Rakhmanova disappears into the neurosurgery building to deliver the sorry message that first-round testing had turned up tentative HIV-positive results in six of the surgeons and nurses who were in that operating room. The tests will have to be repeated several times over coming months.
 
Ironically, Rakhmanova has just come from her AIDS ward, where she dispensed therapy that would be sophisticated even in New York City, epicenter of the North American epidemic. To 28-year-old Kosta she suggested adding anabolic steroids to his protease-inhibitor combination therapy to enhance the man's metabolism.
 
"It makes sense," she says brusquely. The patient is left wondering how he will pay for still more drugs, as Rakhmanova strolls next door to the room of a long-haired, bearded man who is sitting on the edge of his bed slowly and tentatively spooning food into his mouth.
 
"How is the invirase [a drug] going down?" Rakhmanova asks. Timour Novikov looks up, his eyes fixing on a spot a few inches shy of the doctor's position.
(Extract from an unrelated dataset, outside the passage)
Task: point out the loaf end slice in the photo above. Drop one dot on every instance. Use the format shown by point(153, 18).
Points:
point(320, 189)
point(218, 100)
As he carefully slides his borscht soup aside, Novikov smiles and says, "I can swallow the pills - it's not too difficult."
 
Novikov, an artist, lost his eyesight recently when an opportunistic viral infection invaded his brain, causing encephalitis. Now he sells his paintings to pay for the protease inhibitors that have restored some of his weight and his ability to walk.
 
As Rakhmanova and her staff move from room to room making patient rounds they know when it is necessary to wear gloves - and when it is not.
 
But outside the rarified world of a handful of such AIDS-specialized sophisticated hospital settings, ignorance reigns. At the Kiev AIDS clinic, for example, 38-year-old postal worker Viktor has had AIDS for three years. He won't take AZT - the only treatment available in Ukraine. Instead, he sees a popular Kiev healer, "who has invented an apparatus to measure biocurrents from my body. She charges the currents with a piece of tin, which we call a bullet. And the bullet counters my negative biocurrents."
 
Viktor opens his shirt to reveal a bullet-shaped piece of tin taped to his chest.